Several issues were uncovered during a CSA review of the Mutual Fund Dealers Association of Canada (MFDA), according to the agency’s report. The report covers the period from July 1, 2012 to July 31, 2015.
Conducted by seven of the provincial regulators that recognize the MFDA – The Prince Edward Island Office of the Superintendent of Securities did not participate – the review used tools such as interviews, reviews of internal MFDA documentation, and risk score calculation for each functional area of the MFDA. A risk-based approach was used to determine the effectivity, efficiency, and consistent and fair application of certain regulatory processes.
The report identified two high-priority findings in the enforcement department. The first involved a case of massive signature falsification that was closed with a warning: it occurred before enforcement guidelines for signature falsification were created, but reviewing staff said it should have been escalated to the investigation group. The second finding involved cases against approved persons, wherein the corresponding dealer member was not also named as a respondent for no clear reason.
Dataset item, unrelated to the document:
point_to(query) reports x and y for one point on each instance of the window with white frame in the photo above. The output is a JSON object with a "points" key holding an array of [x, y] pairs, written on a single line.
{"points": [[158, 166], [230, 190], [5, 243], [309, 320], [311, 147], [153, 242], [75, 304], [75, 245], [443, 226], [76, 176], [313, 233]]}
There was also a high-priority finding in the financial compliance department involving a gap in a member examination file. The case documentation showed that the member promised at one point to provide supporting documentation required from it by the MFDA, but there was no record showing that the member provided it, or that the MFDA subsequently followed up with the member.
Five other medium-priority findings were also identified: two in enforcement, two in financial compliance, and one in policy.
“Based on the risk assessment, the work performed, and the results of the review, other than the findings noted, Staff found that MFDA processes were effective, efficient, and applied consistently and fairly,” said the report.